Aber das liegt nicht unbedingt an ihm, sondern viel mehr an seinem Kontrahenten im Wahlkreis 196 im Süden von Thüringen. Der kontroverse Kandidat der CDU, der ehemalige Verfassungsschutzchef Hans-Georg Maaßen, lässt gerade ganz Deutschland nach Thüringen blicken.

In Frank Ullrichs Heimat. In die Region, für die er in den Bundestag ziehen will. Das Rennen wird eng.

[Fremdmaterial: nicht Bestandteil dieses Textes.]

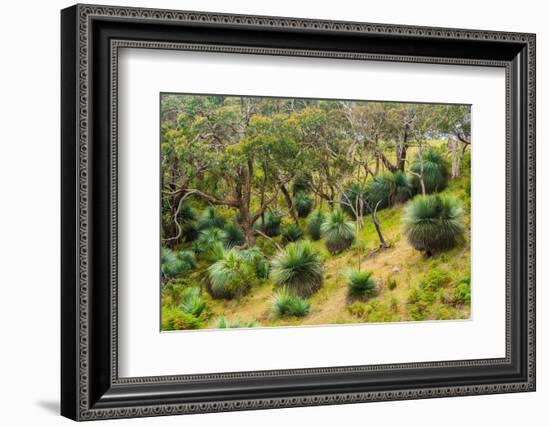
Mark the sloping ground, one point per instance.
(400, 263)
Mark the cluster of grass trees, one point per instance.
(267, 192)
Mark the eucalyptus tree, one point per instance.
(227, 154)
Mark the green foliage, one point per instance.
(425, 299)
(374, 311)
(209, 219)
(435, 171)
(354, 196)
(433, 223)
(176, 262)
(361, 284)
(302, 203)
(286, 304)
(298, 268)
(173, 318)
(232, 276)
(271, 226)
(301, 183)
(392, 283)
(435, 279)
(461, 294)
(338, 233)
(233, 235)
(402, 189)
(314, 222)
(207, 240)
(173, 290)
(387, 190)
(223, 323)
(291, 233)
(187, 213)
(192, 301)
(256, 258)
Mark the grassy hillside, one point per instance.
(411, 286)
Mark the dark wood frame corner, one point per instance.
(91, 37)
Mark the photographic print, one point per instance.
(304, 212)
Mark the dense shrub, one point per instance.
(314, 222)
(298, 268)
(209, 243)
(349, 200)
(337, 232)
(291, 233)
(210, 219)
(223, 323)
(433, 223)
(173, 318)
(233, 235)
(187, 213)
(271, 224)
(192, 301)
(176, 262)
(435, 173)
(361, 283)
(461, 292)
(374, 311)
(256, 258)
(402, 189)
(173, 290)
(286, 304)
(301, 183)
(231, 276)
(303, 204)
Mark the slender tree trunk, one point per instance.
(456, 156)
(401, 151)
(289, 203)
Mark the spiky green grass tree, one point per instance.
(232, 276)
(233, 235)
(271, 224)
(337, 231)
(175, 263)
(291, 233)
(303, 204)
(433, 223)
(286, 304)
(434, 169)
(361, 284)
(298, 269)
(210, 219)
(354, 194)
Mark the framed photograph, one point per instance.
(263, 212)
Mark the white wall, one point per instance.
(29, 225)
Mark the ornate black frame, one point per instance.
(91, 37)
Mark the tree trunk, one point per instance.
(401, 152)
(249, 233)
(456, 156)
(289, 202)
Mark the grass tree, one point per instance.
(314, 222)
(298, 269)
(291, 233)
(286, 304)
(361, 284)
(303, 204)
(429, 171)
(433, 223)
(175, 263)
(337, 231)
(232, 276)
(233, 235)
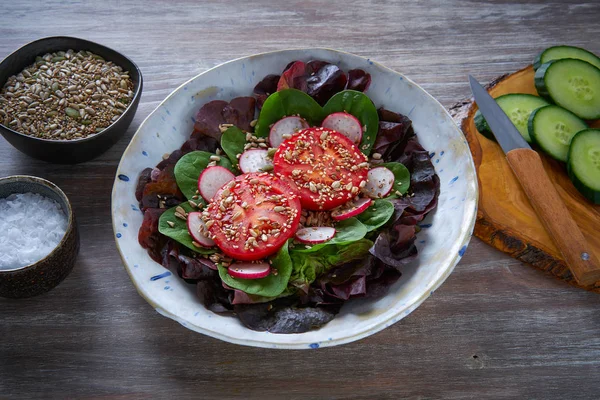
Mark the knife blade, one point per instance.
(545, 200)
(497, 120)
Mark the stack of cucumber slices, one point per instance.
(568, 80)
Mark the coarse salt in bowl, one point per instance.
(441, 242)
(31, 226)
(36, 208)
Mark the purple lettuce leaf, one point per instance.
(265, 88)
(325, 82)
(358, 80)
(394, 132)
(239, 112)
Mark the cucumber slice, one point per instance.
(518, 107)
(552, 128)
(572, 84)
(560, 52)
(583, 165)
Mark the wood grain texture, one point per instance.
(577, 253)
(495, 329)
(505, 217)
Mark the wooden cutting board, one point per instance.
(505, 218)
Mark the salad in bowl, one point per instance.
(282, 205)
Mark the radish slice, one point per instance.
(198, 230)
(380, 182)
(254, 160)
(351, 209)
(314, 235)
(212, 179)
(344, 123)
(287, 125)
(248, 270)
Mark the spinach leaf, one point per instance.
(179, 231)
(401, 178)
(308, 266)
(269, 286)
(232, 142)
(377, 214)
(347, 231)
(189, 167)
(361, 106)
(284, 103)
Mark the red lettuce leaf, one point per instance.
(209, 117)
(368, 277)
(394, 132)
(358, 80)
(239, 112)
(325, 82)
(144, 178)
(265, 88)
(166, 187)
(293, 77)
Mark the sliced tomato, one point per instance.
(325, 165)
(253, 215)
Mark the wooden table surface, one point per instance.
(495, 329)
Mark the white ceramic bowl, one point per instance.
(441, 242)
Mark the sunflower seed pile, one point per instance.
(65, 95)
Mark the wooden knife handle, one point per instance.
(577, 253)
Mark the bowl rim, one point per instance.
(469, 220)
(136, 93)
(44, 182)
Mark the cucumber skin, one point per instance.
(537, 63)
(534, 138)
(482, 126)
(587, 192)
(540, 84)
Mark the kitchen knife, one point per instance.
(529, 170)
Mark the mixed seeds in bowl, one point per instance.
(65, 95)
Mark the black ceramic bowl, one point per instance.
(77, 150)
(43, 275)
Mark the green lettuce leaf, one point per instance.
(401, 178)
(179, 231)
(284, 103)
(269, 286)
(361, 106)
(377, 214)
(190, 166)
(308, 266)
(346, 231)
(233, 141)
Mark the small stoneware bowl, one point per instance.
(442, 240)
(76, 150)
(45, 274)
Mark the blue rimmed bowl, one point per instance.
(442, 240)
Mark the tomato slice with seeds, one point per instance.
(325, 165)
(253, 215)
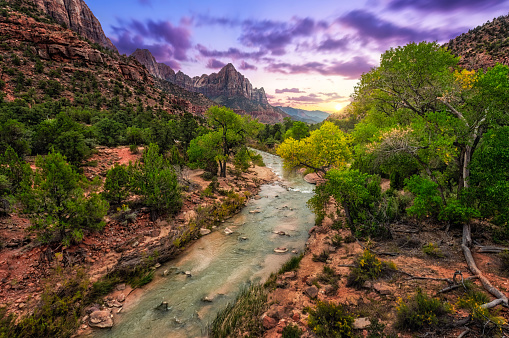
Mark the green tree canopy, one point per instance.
(324, 149)
(60, 207)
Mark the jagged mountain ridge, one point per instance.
(308, 116)
(228, 87)
(483, 46)
(73, 64)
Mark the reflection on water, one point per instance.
(221, 264)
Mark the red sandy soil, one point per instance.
(26, 265)
(379, 298)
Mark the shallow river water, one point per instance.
(222, 264)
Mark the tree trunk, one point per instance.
(222, 165)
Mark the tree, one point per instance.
(156, 182)
(203, 151)
(61, 209)
(298, 131)
(324, 149)
(117, 186)
(447, 111)
(229, 135)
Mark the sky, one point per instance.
(305, 54)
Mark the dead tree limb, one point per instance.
(465, 245)
(492, 249)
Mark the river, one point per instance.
(221, 264)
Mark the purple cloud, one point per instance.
(349, 69)
(215, 64)
(246, 66)
(444, 6)
(289, 90)
(332, 44)
(276, 36)
(369, 26)
(233, 53)
(166, 41)
(146, 2)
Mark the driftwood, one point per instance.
(465, 245)
(492, 249)
(464, 333)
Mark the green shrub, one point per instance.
(427, 202)
(432, 250)
(473, 301)
(291, 331)
(368, 267)
(504, 261)
(322, 257)
(330, 320)
(420, 311)
(329, 277)
(337, 241)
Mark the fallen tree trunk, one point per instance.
(465, 245)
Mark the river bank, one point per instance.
(28, 269)
(210, 272)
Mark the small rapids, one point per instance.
(220, 264)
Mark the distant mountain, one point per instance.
(308, 116)
(483, 46)
(228, 87)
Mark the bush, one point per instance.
(291, 331)
(322, 257)
(368, 267)
(329, 277)
(472, 301)
(432, 250)
(330, 320)
(420, 311)
(504, 264)
(337, 241)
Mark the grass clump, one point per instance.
(322, 257)
(291, 265)
(368, 267)
(473, 300)
(329, 277)
(241, 316)
(291, 331)
(420, 311)
(330, 320)
(433, 250)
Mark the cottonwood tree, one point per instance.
(229, 134)
(325, 148)
(62, 204)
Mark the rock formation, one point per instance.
(76, 15)
(228, 87)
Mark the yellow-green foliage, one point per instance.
(368, 267)
(330, 320)
(420, 311)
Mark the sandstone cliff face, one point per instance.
(159, 70)
(228, 87)
(76, 15)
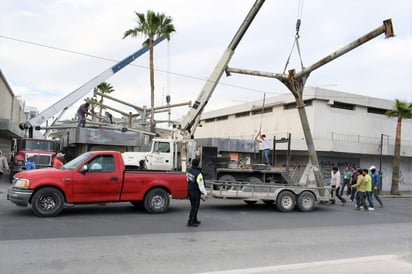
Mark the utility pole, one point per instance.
(295, 82)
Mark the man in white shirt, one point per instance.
(266, 149)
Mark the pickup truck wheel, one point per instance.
(137, 204)
(286, 201)
(156, 201)
(306, 201)
(47, 202)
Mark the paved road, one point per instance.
(233, 238)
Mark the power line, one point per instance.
(134, 65)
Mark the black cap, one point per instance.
(195, 162)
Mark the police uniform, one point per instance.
(196, 188)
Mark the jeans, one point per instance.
(338, 195)
(194, 197)
(360, 200)
(345, 183)
(352, 194)
(369, 196)
(376, 195)
(265, 156)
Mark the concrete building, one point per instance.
(348, 130)
(11, 115)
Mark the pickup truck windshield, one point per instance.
(76, 161)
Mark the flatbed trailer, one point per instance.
(285, 196)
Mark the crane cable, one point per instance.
(261, 116)
(296, 41)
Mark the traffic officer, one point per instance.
(196, 188)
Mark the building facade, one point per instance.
(347, 129)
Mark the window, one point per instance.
(163, 147)
(242, 114)
(293, 105)
(102, 163)
(343, 105)
(377, 110)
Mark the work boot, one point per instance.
(192, 224)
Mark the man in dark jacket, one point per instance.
(81, 114)
(196, 188)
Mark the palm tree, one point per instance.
(104, 88)
(402, 110)
(93, 103)
(152, 26)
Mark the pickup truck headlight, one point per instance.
(20, 163)
(22, 183)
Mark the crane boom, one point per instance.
(191, 120)
(77, 94)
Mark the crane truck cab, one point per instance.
(163, 154)
(42, 150)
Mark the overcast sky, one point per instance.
(41, 75)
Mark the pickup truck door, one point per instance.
(100, 182)
(161, 157)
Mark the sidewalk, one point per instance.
(375, 264)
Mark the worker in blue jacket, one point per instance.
(196, 188)
(30, 163)
(376, 184)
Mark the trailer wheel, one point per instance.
(222, 180)
(47, 202)
(306, 201)
(286, 201)
(156, 201)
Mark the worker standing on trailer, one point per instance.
(81, 114)
(196, 188)
(266, 149)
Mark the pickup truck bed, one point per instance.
(79, 182)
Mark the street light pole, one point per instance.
(381, 156)
(381, 153)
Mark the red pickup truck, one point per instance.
(95, 177)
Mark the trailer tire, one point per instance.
(47, 202)
(306, 201)
(286, 201)
(223, 179)
(156, 201)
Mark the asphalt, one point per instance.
(396, 264)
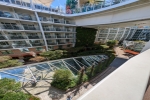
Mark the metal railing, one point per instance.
(11, 27)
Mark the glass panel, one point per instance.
(59, 64)
(89, 60)
(74, 71)
(73, 63)
(82, 61)
(4, 75)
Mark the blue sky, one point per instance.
(56, 3)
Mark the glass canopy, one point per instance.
(45, 70)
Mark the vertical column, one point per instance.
(116, 34)
(43, 35)
(123, 34)
(128, 33)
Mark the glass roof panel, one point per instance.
(89, 60)
(22, 71)
(74, 71)
(73, 63)
(16, 78)
(59, 64)
(82, 61)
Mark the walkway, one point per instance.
(121, 58)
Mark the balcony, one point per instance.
(37, 44)
(17, 37)
(61, 42)
(26, 27)
(11, 27)
(20, 45)
(3, 37)
(70, 22)
(34, 37)
(48, 29)
(59, 21)
(26, 17)
(5, 46)
(60, 36)
(49, 36)
(69, 36)
(6, 14)
(59, 29)
(51, 43)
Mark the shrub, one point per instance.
(6, 61)
(37, 59)
(63, 79)
(10, 90)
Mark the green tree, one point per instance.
(63, 79)
(7, 61)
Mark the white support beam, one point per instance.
(41, 28)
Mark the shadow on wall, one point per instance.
(85, 36)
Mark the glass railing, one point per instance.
(90, 7)
(11, 26)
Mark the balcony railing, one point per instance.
(17, 37)
(37, 44)
(69, 22)
(11, 27)
(52, 43)
(48, 36)
(48, 29)
(26, 17)
(5, 46)
(59, 21)
(6, 14)
(69, 36)
(3, 37)
(20, 45)
(61, 37)
(31, 27)
(34, 37)
(90, 7)
(61, 42)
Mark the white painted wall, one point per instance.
(139, 12)
(147, 46)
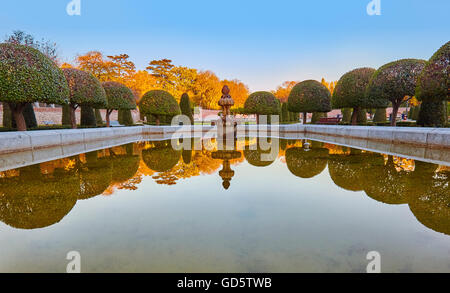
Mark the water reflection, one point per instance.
(41, 195)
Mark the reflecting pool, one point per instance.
(147, 207)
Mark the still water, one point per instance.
(145, 207)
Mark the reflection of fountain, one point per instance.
(226, 173)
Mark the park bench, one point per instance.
(330, 121)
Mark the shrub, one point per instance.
(119, 97)
(262, 103)
(27, 76)
(309, 96)
(393, 82)
(433, 88)
(87, 116)
(159, 103)
(350, 92)
(85, 90)
(380, 115)
(125, 117)
(185, 106)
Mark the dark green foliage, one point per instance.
(27, 76)
(309, 96)
(346, 115)
(380, 115)
(159, 102)
(185, 106)
(350, 91)
(125, 117)
(362, 116)
(119, 96)
(432, 113)
(65, 115)
(262, 103)
(433, 87)
(85, 89)
(306, 164)
(87, 116)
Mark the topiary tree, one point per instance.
(158, 103)
(27, 76)
(308, 97)
(380, 115)
(85, 90)
(125, 117)
(262, 103)
(394, 82)
(119, 97)
(185, 106)
(433, 88)
(350, 92)
(285, 114)
(87, 117)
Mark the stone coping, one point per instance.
(16, 142)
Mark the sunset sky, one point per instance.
(262, 43)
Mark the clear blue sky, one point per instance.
(262, 43)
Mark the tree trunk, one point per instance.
(17, 113)
(355, 116)
(73, 117)
(108, 119)
(394, 114)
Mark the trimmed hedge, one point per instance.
(309, 96)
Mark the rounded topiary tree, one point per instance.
(433, 88)
(262, 103)
(27, 76)
(308, 97)
(85, 89)
(394, 82)
(119, 97)
(350, 92)
(185, 106)
(159, 103)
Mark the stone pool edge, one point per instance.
(14, 142)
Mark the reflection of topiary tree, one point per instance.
(308, 97)
(385, 184)
(348, 171)
(255, 157)
(85, 90)
(162, 157)
(27, 76)
(95, 176)
(433, 88)
(306, 163)
(350, 92)
(124, 166)
(159, 103)
(392, 83)
(262, 103)
(33, 200)
(119, 97)
(429, 201)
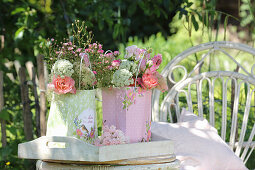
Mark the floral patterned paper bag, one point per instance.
(73, 115)
(128, 111)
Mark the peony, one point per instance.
(149, 80)
(64, 85)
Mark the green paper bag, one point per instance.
(73, 115)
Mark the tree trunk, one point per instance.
(3, 125)
(37, 106)
(27, 115)
(42, 87)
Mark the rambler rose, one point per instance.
(149, 81)
(64, 85)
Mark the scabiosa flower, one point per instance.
(129, 65)
(86, 78)
(157, 60)
(63, 68)
(122, 78)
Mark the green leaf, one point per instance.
(18, 10)
(194, 22)
(19, 33)
(101, 24)
(4, 115)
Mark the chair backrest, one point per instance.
(217, 82)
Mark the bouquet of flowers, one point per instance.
(139, 69)
(69, 63)
(72, 81)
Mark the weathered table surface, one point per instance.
(41, 165)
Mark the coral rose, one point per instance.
(149, 80)
(157, 60)
(64, 85)
(162, 84)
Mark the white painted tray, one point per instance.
(73, 149)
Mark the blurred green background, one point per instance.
(167, 26)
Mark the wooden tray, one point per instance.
(66, 149)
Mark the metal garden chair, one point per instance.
(215, 80)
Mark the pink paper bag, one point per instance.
(135, 119)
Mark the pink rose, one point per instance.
(85, 58)
(157, 60)
(148, 135)
(143, 65)
(50, 86)
(162, 84)
(78, 132)
(130, 51)
(149, 80)
(116, 53)
(63, 86)
(116, 63)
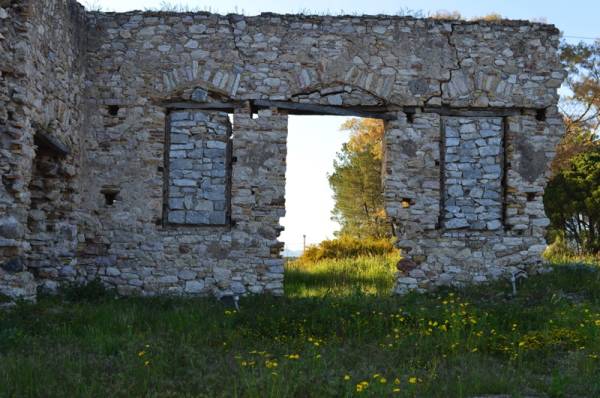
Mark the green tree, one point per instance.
(572, 201)
(356, 182)
(580, 105)
(571, 198)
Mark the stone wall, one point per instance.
(137, 96)
(41, 87)
(198, 165)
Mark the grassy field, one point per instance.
(336, 333)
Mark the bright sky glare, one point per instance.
(313, 141)
(312, 144)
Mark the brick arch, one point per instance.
(222, 82)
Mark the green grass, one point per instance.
(477, 341)
(341, 277)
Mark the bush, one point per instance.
(560, 252)
(348, 247)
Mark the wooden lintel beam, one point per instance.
(50, 144)
(209, 106)
(316, 109)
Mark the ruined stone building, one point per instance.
(119, 161)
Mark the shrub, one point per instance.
(347, 247)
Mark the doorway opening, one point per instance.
(337, 238)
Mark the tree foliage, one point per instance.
(572, 198)
(356, 181)
(572, 201)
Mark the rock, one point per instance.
(10, 228)
(13, 265)
(406, 265)
(194, 287)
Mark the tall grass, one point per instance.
(373, 275)
(349, 247)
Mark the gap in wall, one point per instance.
(313, 142)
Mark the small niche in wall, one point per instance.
(540, 115)
(110, 194)
(113, 110)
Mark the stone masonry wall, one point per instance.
(119, 89)
(198, 167)
(473, 162)
(41, 82)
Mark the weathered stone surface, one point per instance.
(196, 209)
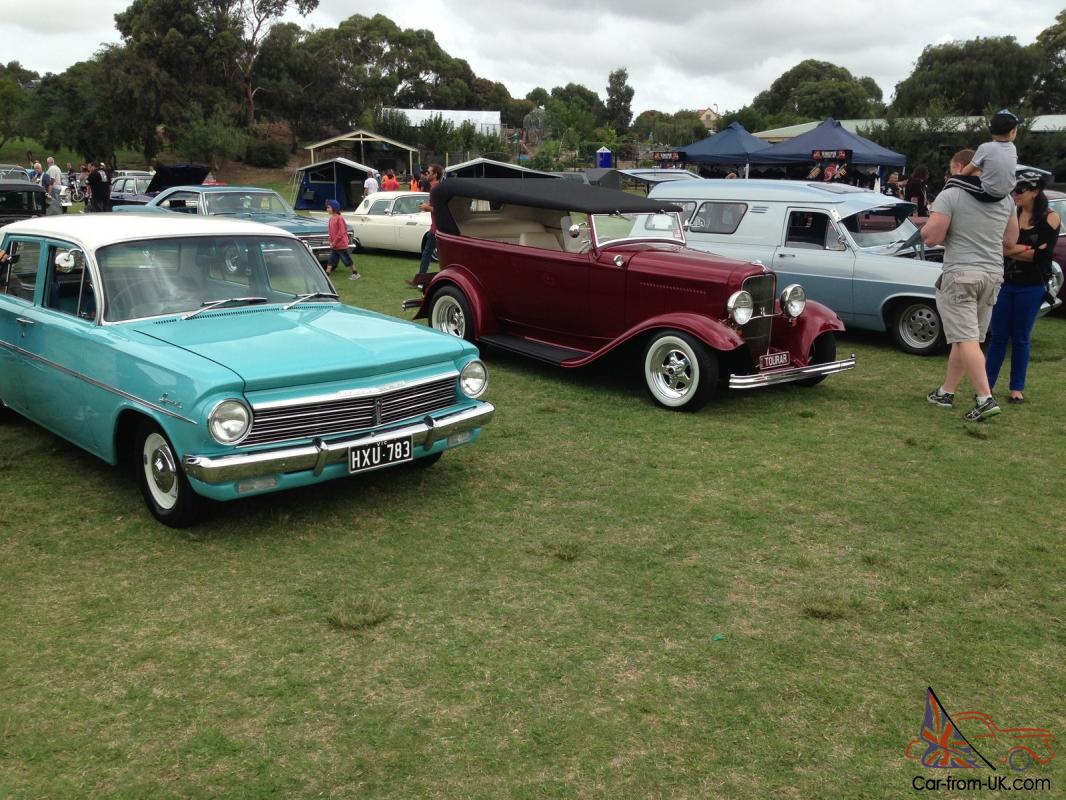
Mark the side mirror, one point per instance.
(66, 262)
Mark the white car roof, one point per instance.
(846, 200)
(95, 230)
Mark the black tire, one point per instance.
(450, 313)
(917, 329)
(680, 372)
(823, 350)
(163, 483)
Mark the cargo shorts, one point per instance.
(965, 301)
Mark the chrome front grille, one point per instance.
(762, 289)
(348, 415)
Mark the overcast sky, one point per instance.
(719, 56)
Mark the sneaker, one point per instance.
(945, 400)
(983, 411)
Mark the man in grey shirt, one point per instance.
(973, 235)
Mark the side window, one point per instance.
(807, 229)
(69, 287)
(20, 272)
(183, 202)
(717, 218)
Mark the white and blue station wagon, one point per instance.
(215, 356)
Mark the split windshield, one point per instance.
(160, 276)
(643, 226)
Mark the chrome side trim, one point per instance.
(787, 376)
(313, 457)
(94, 382)
(351, 394)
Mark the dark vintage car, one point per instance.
(20, 200)
(140, 189)
(567, 273)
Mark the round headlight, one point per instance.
(228, 421)
(793, 300)
(473, 379)
(740, 307)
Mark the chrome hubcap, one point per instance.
(448, 317)
(161, 470)
(673, 371)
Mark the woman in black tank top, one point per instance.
(1026, 272)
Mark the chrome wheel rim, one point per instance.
(448, 316)
(672, 371)
(160, 470)
(919, 326)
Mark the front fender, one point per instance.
(800, 334)
(462, 280)
(713, 333)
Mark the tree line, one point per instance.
(220, 79)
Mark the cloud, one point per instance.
(677, 57)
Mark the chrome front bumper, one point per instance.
(787, 376)
(319, 453)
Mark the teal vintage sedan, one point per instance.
(215, 356)
(243, 203)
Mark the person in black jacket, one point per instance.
(1026, 273)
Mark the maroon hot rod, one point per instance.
(566, 273)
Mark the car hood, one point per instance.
(293, 223)
(310, 344)
(176, 175)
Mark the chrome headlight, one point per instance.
(740, 307)
(229, 421)
(793, 300)
(473, 379)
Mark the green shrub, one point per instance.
(267, 153)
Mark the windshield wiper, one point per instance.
(309, 296)
(207, 305)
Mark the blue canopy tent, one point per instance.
(733, 145)
(337, 178)
(829, 136)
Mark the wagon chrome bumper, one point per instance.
(787, 376)
(316, 456)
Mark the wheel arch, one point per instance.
(455, 278)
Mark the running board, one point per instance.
(537, 350)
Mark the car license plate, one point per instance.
(770, 361)
(377, 454)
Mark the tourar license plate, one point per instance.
(770, 361)
(377, 454)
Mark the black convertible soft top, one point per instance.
(561, 195)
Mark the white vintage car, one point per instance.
(390, 221)
(856, 251)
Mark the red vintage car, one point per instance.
(566, 273)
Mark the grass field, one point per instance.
(598, 598)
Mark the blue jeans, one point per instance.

Thüringen: Ullrich wettert gegen Maaßen – „Weder die Hand geschüttelt noch in die Augen geschaut“

Der Wahlkampf heizt sich langsam auf. Gerade jetzt, wo die CDU mehr und mehr in den Umfragekeller fällt, hat Ullrich eine realistische Chance auf den Sieg.

Einfach wird es aber nicht werden. Das liegt nicht nur an der CDU-Konkurrenz.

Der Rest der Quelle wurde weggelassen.